Historically there have been many women warriors. The Scythian culture was probably the best know given that even Plato knew and wrote about it. But my guess is that women fought far more than most people assume in ancient times. Our modern sexist ideas make any such evidence of women warriors easily dismissed as a one off (I'm looking at you Joan of Ark!) or simply ignored.

Nearly all combat death is the United States have been men. There is one shelter for battered men in the country vs. thousands for women despite the evidence that women are just as violent in relationships as men. Sexism hurts men just as much if not more than it hurts women.

Saturday, January 4, 2020

The Reality of Lifetime Alimony

From Oregon Alimony Reform comes real stories of the reality of lifetime alimony.

People always seem to underestimate just how unjust and unfair alimony awards are. Indeed in all but extreme circumstances, alimony is pretty sexist given that it is the man who pays 97+% of the time. Often the argument is that the woman stayed at home and raised the kids so therefore deserves alimony for her sacrifice. Firstly, that is in many cases like mine, simply not true. Secondly, why should a person continue to receive money post marriage for a career choice made during the marriage? Thirdly, if the court wants to reward a person for having less income during the marriage why do they not account for that at the time of the divorce?  Or does the court believe that women are unable to handle money so they need an income stream from a man rather than be responsible for a lump sum? Alternatively, maybe it isn't sexist at all. Maybe they court just wants to make sure that divorce stretches out as long as possible to maximize the amount of money flowing to the lawyers. I don't know which is worse.

It is hard not to be cynical.

One person on the Oregon Alimony Reform site wrote:
I was divorced in 2008 and we split our retirement funds 50/50, yet I have to pay indefinite alimony. I just don’t get it.

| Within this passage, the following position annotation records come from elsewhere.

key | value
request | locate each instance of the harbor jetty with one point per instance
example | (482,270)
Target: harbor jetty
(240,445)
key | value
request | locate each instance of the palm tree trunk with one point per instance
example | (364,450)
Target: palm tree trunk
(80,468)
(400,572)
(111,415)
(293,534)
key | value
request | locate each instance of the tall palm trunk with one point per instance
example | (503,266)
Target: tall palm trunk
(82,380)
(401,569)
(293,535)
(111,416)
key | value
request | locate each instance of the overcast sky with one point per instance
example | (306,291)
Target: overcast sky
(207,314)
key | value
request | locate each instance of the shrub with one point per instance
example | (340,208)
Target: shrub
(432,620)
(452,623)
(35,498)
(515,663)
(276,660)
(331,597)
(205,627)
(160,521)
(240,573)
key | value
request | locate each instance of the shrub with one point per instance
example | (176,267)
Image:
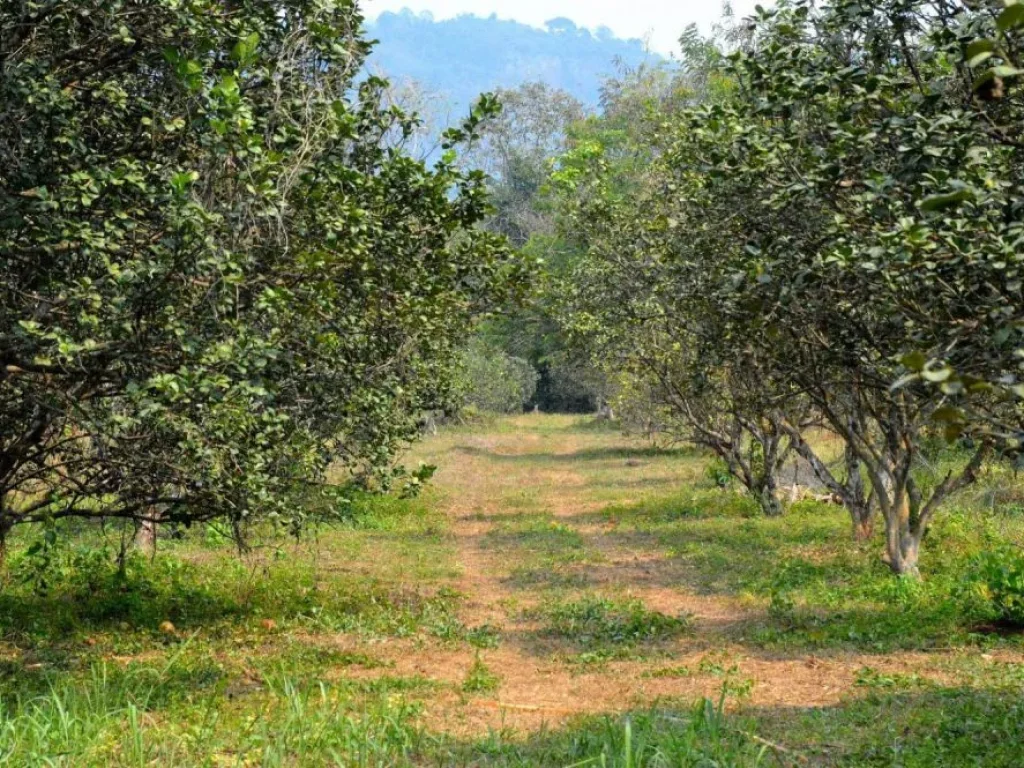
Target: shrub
(999,581)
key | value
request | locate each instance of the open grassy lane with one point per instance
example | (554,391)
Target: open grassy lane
(562,595)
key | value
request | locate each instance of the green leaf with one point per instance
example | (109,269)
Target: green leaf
(941,202)
(1011,17)
(914,361)
(245,49)
(936,373)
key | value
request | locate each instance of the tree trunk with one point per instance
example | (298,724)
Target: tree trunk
(767,498)
(863,523)
(145,537)
(902,541)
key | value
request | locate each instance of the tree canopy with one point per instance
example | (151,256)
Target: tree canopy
(220,274)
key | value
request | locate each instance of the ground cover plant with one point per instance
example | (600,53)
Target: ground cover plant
(694,630)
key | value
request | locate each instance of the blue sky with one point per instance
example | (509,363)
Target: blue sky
(658,22)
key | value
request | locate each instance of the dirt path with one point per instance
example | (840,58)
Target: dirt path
(495,485)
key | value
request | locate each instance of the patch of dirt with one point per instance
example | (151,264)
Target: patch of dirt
(539,686)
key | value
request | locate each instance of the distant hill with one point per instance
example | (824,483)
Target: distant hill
(464,56)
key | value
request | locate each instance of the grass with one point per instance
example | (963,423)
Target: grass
(376,643)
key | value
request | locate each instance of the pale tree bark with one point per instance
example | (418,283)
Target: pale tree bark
(849,489)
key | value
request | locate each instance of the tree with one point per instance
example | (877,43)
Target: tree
(839,227)
(220,272)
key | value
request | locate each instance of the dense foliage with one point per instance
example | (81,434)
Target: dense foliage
(829,237)
(220,273)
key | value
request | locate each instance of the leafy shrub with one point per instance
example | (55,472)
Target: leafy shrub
(495,382)
(718,474)
(999,582)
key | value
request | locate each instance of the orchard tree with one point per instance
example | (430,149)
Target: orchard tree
(220,273)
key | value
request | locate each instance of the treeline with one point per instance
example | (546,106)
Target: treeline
(461,57)
(814,225)
(221,274)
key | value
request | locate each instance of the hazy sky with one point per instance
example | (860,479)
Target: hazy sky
(660,22)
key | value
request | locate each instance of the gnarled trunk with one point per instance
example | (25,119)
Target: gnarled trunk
(767,498)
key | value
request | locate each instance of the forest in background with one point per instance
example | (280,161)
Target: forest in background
(482,54)
(267,492)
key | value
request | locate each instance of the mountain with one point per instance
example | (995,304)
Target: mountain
(462,57)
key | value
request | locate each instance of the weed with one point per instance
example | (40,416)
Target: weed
(480,679)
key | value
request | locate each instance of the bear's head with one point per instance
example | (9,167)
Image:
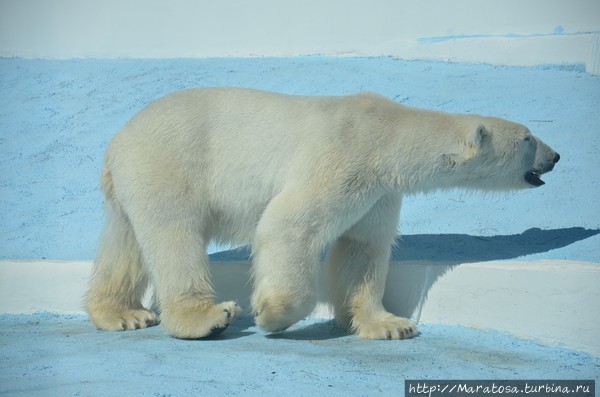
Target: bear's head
(502,155)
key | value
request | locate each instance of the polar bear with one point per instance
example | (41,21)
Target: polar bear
(294,176)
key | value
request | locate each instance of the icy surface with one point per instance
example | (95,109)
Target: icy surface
(313,358)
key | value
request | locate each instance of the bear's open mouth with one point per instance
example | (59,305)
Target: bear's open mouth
(533,178)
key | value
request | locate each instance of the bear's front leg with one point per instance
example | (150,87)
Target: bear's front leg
(357,264)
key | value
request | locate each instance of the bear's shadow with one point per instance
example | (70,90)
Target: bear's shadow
(417,262)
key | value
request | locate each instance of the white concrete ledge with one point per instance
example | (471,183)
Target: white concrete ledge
(552,302)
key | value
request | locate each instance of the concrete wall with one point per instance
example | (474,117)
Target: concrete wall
(509,32)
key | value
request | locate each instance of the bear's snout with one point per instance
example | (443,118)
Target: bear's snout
(533,177)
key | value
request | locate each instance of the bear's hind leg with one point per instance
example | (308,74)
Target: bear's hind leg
(175,254)
(285,260)
(357,264)
(118,281)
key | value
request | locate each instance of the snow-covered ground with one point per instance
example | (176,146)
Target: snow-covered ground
(56,118)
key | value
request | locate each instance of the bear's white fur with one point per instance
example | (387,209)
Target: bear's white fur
(293,176)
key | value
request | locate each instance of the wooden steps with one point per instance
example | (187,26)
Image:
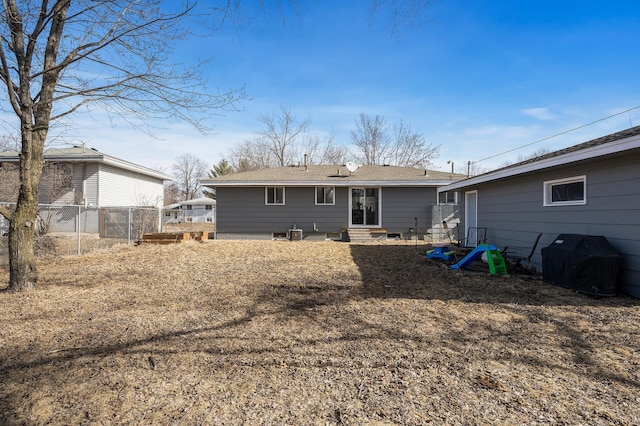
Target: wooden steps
(366,234)
(173,237)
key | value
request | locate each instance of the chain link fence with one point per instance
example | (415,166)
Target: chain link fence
(72,229)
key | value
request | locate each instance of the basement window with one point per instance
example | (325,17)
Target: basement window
(325,195)
(448,197)
(566,192)
(274,195)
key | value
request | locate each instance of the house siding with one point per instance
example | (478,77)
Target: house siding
(119,187)
(402,206)
(242,212)
(91,189)
(512,211)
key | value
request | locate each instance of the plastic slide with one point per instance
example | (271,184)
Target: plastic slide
(475,254)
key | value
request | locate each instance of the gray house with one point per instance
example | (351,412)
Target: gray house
(592,188)
(334,202)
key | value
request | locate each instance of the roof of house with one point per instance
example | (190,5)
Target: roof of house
(80,154)
(336,175)
(202,201)
(205,201)
(613,143)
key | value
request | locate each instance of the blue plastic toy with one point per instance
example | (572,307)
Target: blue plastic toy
(494,259)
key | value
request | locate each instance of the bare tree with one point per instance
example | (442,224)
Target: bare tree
(403,147)
(410,148)
(252,155)
(371,139)
(323,150)
(281,134)
(8,143)
(188,169)
(58,55)
(9,182)
(222,168)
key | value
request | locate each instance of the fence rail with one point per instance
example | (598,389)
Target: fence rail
(80,229)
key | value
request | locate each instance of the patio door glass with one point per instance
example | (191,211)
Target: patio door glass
(365,206)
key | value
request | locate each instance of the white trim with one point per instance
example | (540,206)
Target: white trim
(466,213)
(379,225)
(456,196)
(333,203)
(547,195)
(212,183)
(275,203)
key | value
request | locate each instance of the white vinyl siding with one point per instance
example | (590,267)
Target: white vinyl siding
(119,187)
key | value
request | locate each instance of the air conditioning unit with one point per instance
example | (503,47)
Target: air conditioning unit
(295,234)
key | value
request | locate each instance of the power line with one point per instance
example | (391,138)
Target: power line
(556,135)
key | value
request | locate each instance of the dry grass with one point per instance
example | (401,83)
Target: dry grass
(231,332)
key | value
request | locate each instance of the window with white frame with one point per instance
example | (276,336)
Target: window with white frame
(325,194)
(448,197)
(274,195)
(566,192)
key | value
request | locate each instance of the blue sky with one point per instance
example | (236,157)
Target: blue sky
(479,78)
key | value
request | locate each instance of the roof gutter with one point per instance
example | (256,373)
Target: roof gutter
(610,148)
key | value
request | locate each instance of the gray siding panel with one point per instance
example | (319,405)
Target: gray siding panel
(243,210)
(513,213)
(400,207)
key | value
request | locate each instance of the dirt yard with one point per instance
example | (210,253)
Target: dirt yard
(277,332)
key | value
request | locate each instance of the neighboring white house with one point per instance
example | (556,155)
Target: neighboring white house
(91,192)
(85,176)
(198,210)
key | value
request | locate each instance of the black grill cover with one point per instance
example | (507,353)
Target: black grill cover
(583,263)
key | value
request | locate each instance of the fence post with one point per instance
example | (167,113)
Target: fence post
(78,222)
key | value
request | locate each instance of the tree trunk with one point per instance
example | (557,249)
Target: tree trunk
(23,273)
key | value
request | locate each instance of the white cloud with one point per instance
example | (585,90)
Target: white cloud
(539,113)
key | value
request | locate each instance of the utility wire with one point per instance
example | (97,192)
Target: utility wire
(556,135)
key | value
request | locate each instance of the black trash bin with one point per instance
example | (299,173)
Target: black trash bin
(584,263)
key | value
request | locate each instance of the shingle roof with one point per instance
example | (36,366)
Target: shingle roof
(630,132)
(336,175)
(612,144)
(81,154)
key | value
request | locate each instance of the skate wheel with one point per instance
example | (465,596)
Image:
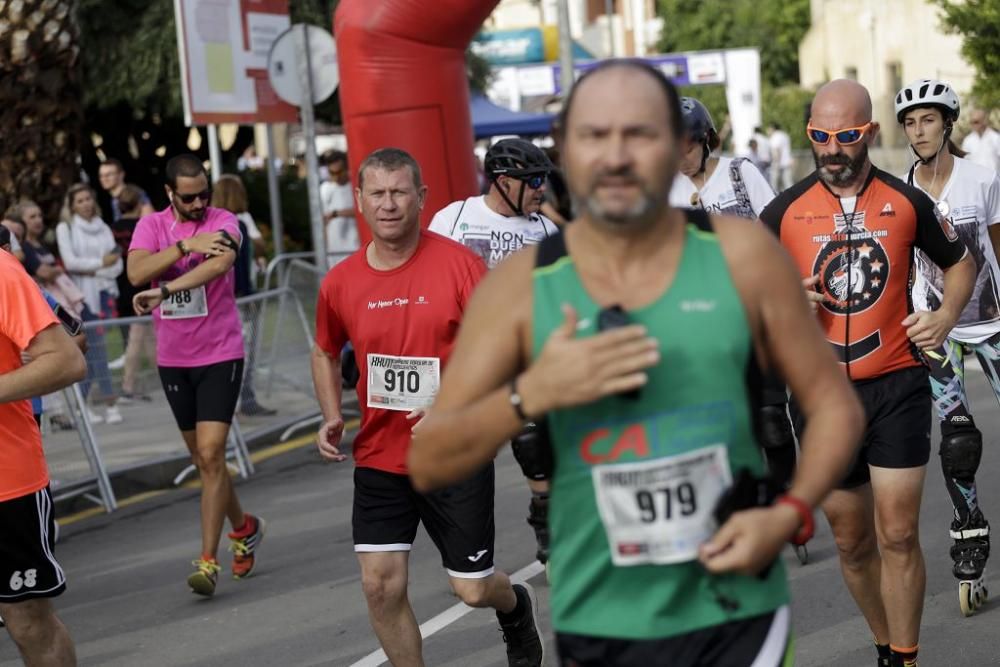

When I retire I will probably have $2000/month from Social Security and $2000/month from my retirement fund. My ex-wife will probably be in the same situation. So I give her $2050/month and she has $6050/month total and I have $1950. Where is the fairness in that?
My wife ran a successful software consultancy business for several years, but just before we divorced she re-trained as a teacher. Our earning capacities are similar, but I have to pay to “support her in the lifestyle to which she is accustomed”, even though her full time income is sufficient for her to live a comfortable lifestyle and she could easily earn significantly more that she is earning today.